Along the beach, teachers coaching after-school activities are toasting fire to the limbs of driftwood and the wind whistles toward 千里眼 and 順風耳 as Mazu sits upon her onyx throne listening to the sea and waits as folk bring to her home-grown bananas and red candles lit with devotion: Dragon's Blood, Frankincense & Myrrh, Patchouli, Precious Lavender, First Rain, and White Sage. Shrimp being hualed up from the sea’s belly, lovers stealing kisses in front of the vendors, grandmothers barking out instructions between bite and laughter and the little ones refuse to listen as they await their mothers, their fathers already drunk on warm beer. And the light dampens and the day sings obsidian.

So begins his day.

ii

His mother saunters into the light, wearied from the drinking the night before and watches him kite over the sand, not in the naming of light uncovered on a beach but in the pouring of tea, rich and chartreuse spreading warmth in a room that has cooled throughout the night, her body and head opening cavernous and unmistaken. Knob of honey, her tongue the taste of salmon soup and salted squid and forlorn kisses slipped away and swallowed between the closing of the refrigerator door, the dressing prior of the dreaming beach-bound child’s simple lunch and the remembrance of the dog’s name, last night run away.
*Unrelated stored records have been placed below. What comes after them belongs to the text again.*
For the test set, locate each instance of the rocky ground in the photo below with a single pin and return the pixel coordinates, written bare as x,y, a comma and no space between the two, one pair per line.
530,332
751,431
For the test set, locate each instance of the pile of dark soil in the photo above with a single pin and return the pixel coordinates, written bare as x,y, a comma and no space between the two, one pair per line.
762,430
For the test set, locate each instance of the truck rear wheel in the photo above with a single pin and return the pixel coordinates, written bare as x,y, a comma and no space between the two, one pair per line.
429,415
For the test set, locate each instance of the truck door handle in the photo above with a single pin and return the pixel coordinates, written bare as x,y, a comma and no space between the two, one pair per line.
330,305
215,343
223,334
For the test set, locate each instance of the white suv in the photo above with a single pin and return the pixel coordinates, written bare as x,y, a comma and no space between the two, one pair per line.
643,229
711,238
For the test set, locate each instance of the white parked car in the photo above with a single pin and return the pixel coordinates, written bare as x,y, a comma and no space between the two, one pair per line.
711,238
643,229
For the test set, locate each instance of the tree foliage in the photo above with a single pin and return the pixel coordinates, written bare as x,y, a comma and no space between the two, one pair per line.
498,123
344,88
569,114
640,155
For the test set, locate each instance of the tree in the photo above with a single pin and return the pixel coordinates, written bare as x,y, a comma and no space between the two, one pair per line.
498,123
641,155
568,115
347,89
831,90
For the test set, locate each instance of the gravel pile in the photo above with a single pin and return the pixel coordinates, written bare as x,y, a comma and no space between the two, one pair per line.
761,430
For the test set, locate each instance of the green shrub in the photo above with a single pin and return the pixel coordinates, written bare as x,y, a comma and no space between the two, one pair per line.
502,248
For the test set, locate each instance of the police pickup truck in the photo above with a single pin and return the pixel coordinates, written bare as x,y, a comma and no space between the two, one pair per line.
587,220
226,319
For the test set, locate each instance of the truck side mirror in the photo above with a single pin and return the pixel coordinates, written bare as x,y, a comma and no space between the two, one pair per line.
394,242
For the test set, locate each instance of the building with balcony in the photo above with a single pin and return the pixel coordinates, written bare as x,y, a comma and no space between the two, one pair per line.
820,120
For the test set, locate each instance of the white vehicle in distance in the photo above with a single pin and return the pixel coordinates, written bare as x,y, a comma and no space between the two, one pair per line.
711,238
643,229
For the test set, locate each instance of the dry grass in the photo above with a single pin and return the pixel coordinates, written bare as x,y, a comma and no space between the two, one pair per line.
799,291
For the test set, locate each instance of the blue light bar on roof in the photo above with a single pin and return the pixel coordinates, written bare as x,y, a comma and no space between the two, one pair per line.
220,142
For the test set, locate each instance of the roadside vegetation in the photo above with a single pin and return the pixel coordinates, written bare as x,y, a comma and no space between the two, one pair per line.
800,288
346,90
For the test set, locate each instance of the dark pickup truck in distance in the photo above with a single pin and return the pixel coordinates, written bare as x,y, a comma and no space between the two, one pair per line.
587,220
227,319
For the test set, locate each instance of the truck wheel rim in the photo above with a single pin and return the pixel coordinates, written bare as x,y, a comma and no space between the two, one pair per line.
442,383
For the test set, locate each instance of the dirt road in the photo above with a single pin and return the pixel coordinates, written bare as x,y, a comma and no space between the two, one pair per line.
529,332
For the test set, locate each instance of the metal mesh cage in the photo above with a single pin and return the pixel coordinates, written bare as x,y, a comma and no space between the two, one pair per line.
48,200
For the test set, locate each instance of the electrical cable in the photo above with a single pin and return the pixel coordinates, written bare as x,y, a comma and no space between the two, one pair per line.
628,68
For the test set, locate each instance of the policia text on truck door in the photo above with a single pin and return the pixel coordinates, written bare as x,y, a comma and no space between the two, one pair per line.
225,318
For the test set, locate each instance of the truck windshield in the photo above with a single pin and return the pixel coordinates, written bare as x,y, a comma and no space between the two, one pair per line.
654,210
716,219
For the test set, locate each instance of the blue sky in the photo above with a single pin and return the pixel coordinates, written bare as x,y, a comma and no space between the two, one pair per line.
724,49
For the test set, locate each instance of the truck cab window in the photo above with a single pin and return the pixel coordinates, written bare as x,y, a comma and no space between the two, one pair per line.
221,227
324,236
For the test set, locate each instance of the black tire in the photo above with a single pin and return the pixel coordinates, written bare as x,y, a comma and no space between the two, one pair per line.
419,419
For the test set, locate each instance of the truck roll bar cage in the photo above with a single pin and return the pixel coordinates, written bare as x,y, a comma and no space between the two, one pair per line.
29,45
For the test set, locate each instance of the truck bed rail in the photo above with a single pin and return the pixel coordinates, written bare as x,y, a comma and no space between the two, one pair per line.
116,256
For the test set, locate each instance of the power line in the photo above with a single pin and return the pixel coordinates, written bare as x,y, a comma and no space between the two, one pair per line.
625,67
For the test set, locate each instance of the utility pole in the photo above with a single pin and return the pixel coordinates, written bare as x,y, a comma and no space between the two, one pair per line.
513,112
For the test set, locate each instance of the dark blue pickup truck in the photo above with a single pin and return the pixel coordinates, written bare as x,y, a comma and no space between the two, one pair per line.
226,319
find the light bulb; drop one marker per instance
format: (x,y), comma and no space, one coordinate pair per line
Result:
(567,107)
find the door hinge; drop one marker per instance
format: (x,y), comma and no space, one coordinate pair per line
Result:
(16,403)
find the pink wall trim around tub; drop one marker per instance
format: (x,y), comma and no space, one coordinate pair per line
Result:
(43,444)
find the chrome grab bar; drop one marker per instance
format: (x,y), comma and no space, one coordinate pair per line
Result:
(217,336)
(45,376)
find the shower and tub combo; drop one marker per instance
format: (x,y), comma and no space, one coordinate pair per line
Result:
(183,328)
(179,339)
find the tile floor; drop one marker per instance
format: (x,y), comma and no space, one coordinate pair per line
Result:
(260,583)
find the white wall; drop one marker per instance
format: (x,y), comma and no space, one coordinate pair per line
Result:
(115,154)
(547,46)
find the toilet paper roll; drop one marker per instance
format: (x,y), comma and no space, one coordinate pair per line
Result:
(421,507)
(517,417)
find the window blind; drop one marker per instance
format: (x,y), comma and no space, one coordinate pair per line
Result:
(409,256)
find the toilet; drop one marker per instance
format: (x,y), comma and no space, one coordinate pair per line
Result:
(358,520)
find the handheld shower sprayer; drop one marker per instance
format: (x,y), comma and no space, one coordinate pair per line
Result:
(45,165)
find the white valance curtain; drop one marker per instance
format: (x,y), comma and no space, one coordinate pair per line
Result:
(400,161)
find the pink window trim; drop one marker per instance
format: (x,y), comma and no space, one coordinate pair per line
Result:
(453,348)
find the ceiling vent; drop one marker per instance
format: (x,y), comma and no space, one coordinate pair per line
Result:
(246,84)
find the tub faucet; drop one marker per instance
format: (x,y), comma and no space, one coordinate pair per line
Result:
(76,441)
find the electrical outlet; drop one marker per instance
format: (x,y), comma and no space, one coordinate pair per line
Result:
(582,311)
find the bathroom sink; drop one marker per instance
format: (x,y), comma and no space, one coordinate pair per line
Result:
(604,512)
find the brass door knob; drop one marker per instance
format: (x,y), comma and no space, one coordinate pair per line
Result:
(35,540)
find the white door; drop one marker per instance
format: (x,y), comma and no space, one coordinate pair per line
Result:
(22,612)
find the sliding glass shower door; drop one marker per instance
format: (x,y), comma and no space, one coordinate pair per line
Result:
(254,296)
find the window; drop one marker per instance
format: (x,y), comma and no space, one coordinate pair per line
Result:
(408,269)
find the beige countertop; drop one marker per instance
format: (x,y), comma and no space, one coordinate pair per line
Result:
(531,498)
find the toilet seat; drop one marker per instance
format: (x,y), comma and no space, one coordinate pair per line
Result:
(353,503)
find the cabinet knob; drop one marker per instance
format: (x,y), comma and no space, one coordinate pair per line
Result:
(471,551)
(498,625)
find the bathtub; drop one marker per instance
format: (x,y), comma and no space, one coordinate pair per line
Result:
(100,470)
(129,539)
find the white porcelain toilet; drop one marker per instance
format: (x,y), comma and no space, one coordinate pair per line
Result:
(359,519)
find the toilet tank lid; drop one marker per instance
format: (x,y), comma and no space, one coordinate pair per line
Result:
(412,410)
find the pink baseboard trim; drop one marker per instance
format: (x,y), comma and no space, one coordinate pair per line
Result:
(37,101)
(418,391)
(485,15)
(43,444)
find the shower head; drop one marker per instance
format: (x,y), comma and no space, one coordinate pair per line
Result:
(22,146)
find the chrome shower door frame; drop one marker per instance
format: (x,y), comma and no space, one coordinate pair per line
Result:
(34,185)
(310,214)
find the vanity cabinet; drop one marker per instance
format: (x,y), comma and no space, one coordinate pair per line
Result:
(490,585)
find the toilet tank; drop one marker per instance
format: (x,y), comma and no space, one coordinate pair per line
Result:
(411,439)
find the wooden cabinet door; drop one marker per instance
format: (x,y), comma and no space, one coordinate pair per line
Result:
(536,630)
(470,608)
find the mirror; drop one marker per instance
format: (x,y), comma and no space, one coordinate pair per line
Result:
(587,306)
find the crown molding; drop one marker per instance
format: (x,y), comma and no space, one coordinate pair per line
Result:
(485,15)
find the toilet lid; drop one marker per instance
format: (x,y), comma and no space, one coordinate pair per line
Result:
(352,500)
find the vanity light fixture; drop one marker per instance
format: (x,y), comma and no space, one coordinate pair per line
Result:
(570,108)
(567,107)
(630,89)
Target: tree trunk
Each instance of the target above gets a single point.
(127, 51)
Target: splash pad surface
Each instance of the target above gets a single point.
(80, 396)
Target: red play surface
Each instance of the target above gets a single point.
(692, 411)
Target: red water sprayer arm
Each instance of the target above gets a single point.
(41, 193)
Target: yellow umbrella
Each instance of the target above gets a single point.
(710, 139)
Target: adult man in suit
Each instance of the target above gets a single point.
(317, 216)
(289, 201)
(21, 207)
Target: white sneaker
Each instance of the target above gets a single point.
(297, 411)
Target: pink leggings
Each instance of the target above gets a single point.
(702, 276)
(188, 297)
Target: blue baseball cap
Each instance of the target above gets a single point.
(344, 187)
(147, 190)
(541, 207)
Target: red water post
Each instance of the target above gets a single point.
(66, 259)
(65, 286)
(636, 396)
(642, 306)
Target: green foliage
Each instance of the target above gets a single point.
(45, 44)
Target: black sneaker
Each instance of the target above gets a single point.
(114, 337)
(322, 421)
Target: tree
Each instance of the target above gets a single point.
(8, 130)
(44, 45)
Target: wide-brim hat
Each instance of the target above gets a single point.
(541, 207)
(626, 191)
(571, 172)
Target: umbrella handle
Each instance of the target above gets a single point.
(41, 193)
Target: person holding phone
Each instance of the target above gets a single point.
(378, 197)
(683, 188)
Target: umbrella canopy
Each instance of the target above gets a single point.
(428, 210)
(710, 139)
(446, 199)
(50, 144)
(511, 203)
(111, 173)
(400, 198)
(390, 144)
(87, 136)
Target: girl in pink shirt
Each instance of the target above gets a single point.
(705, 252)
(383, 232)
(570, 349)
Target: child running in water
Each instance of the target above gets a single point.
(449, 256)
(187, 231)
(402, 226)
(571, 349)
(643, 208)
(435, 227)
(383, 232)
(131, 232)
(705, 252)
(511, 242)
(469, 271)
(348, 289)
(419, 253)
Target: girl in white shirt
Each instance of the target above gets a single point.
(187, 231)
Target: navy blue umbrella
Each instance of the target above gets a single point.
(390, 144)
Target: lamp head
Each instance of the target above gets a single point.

Somewhere, sometime, she will recall without labor the stony taste of Yilan whiskey, but for now a time-country away. But the taste will remember her. Count on it.

And she says, low as the horizon, to herself, my bloom fades quickly in the milky morning though I wish to flower as long as the kneeded soil, fecund and carving time and shadow running deep through Mama’s milk, blazing to the fall of the last sound as the scarf later recalled when slightly panicked in the morning shower. She will recall that she had misplaced her anniversary gift but has forgotten where. Last night, a month previous, a year, this eternity? Its loss will not trouble her as this moment, for her heart, as she looks out the window, as rusted silver because she cannot recall when and now where, a token of what was dreamt of by her mother-in-law and promised by her husband, a gift foresaken. And Fear awakens and washes up, she thinks, as laughter. But these are thoughts which occur to her hours long later, when the tea’s scent again returns to her tongue and reminds her of burnt bamboo and riche damp in the banana leaves. But for now, she can only attempt to see and listen for him from the blown open window, trying to recall the dog’s name but then tripping as she sees him racing over the rocks and sand and she hurdles through the front door. Soaring.

So begins her day.

iii

He is never so complicated nor softly complete.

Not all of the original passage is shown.